Leave it to me, A said. I'll just use my beard trimmer and cut it to the same length as my beard, he said.

Never trust a man with clippers.

Mom, does my head look like this potato?

Obviously, that is not beard-length hair. That's straight-up bald. When A. started with the buzzer (an activity that really did not go over well with Charlie, who was pinned in my lap and obviously felt completely betrayed by both of his parents), he discovered that the hair was too fine for a somewhat long buzz cut. So off it all came.

I am . . . not pleased with the aesthetics of the result. Charlie, however, could not care less.

Cubby gets great delight in referring to his little brother as Mr. Bald Head. And I must admit his scalp looks a lot better already.

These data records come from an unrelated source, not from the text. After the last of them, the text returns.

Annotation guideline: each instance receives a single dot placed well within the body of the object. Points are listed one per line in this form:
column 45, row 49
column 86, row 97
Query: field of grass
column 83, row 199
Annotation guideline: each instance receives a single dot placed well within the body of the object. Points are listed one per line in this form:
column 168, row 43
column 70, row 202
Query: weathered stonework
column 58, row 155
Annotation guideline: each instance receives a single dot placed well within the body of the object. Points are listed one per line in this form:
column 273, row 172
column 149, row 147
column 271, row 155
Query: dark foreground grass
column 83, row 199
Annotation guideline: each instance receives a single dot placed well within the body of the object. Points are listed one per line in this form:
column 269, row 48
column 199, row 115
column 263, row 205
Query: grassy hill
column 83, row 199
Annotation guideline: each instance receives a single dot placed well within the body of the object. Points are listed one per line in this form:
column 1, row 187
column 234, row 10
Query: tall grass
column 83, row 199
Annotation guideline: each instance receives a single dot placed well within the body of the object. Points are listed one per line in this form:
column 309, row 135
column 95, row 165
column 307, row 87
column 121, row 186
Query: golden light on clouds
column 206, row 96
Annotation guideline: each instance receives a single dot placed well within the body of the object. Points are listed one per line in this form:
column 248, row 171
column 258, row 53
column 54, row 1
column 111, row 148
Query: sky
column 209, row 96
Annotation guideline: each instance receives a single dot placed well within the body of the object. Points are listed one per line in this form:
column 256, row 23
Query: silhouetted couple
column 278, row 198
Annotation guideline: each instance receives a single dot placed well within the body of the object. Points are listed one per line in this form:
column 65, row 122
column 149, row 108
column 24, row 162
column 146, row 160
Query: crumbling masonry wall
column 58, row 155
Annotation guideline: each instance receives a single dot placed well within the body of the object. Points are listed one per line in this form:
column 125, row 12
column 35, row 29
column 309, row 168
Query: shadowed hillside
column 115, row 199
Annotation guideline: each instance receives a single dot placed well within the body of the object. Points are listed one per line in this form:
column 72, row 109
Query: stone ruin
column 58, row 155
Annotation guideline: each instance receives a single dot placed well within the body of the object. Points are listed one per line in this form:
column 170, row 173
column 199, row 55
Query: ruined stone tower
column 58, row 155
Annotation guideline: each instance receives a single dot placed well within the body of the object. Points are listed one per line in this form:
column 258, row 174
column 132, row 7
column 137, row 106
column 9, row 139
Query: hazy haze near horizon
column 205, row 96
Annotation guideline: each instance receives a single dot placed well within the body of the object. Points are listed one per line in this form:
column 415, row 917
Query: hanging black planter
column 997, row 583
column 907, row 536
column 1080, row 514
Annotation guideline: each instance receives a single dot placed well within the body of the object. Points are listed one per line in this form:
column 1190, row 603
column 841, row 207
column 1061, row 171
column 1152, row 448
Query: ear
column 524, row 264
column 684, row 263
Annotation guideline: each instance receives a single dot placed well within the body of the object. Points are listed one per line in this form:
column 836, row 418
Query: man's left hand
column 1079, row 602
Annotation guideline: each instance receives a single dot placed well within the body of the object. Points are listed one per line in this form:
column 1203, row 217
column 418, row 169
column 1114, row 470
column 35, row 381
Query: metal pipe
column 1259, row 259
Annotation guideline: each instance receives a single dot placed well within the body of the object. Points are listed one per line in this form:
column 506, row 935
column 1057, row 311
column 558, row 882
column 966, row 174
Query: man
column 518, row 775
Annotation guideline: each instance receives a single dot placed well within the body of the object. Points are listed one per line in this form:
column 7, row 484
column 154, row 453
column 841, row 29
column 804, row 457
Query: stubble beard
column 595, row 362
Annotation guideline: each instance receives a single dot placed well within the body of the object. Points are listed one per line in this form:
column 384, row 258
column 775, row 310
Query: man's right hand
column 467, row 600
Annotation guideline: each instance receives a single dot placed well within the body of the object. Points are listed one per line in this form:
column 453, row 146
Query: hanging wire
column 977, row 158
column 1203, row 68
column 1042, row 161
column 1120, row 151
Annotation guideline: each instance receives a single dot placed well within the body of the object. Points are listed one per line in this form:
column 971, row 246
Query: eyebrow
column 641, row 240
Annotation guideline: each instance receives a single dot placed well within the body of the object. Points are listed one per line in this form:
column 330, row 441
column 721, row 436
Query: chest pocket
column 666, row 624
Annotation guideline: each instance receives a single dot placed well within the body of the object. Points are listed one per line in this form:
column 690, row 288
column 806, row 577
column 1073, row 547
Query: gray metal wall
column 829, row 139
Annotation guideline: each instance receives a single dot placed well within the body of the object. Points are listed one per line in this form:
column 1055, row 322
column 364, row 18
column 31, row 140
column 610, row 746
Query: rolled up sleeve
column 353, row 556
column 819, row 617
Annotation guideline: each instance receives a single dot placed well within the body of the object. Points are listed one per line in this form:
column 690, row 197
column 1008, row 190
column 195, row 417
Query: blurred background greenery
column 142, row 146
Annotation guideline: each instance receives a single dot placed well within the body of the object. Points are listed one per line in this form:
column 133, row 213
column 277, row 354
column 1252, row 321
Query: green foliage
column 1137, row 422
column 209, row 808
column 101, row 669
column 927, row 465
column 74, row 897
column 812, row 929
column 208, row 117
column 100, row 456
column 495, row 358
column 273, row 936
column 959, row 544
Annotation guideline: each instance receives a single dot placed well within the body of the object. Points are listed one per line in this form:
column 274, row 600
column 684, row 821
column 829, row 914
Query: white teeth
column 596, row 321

Even if his head does kind of resemble one of those potatoes.

Friday, April 11, 2014

A.P.D.--The Morning Clothing Edition

There was a time in my life when I would roll out of bed, put on sweatpants, a robe, and some slippers, and shuffle into my day. Later, after A. left for work, I would either shower and get dressed or put on work clothes and do whatever manual labor was required that day before taking a shower and getting dressed when I finished.

Then I had a baby.

I realized early on that nursing a baby in a robe was really awkward. And that if I didn't get dressed as soon as I got out of bed, there was a likelihood of not getting dressed at all.

Then I had a toddler.

At this phase, I had to be dressed and in clothing that was acceptable for public viewing first thing upon waking up, because if I didn't put acceptable clothing on my body when I got up, there was a likelihood that a potential trip to the library later in the day might be canceled because I was wearing the flannel-lined jeans covered with Great Stuff, in which I could not possibly be seen in public, and going all the way back upstairs to change was too daunting a prospect to face.

(That was a horrible run-on sentence of a paragraph, but I'm letting it stand. Sorry.)

It's really much better to just put on presentable jeans and a fleece first thing. It's certainly no harder than pulling on sweatpants or whatever. Our house is too cold most of the year to wander around in my sleeping clothes anyway, so if I have to put on the extra layers, they might as well be real clothes.

At this stage of my life, I actually put my clothing out for the next day before I go to sleep at night. It's all in a pile on the corner of my dresser: shirt on the bottom, jeans on top of that, long underwear on top of that if it's long underwear season. Socks next to the pile. Slippers on the floor next to the dresser. Any bulky sweater or fleece is hung on the banister right outside our bedroom door.

It's pretty much like a blind person setting up for dressing, which is essentially what I am because more often than not, I get dressed in the dark. I need to make a minimum of noise and disturbance lest I wake the demon/cherubs. I do not want to see their shining faces at 5:30 in the morning, so I dress stealthily and creep downstairs as quietly as possible.

So what about you, my lovelies? What's your morning attire look like?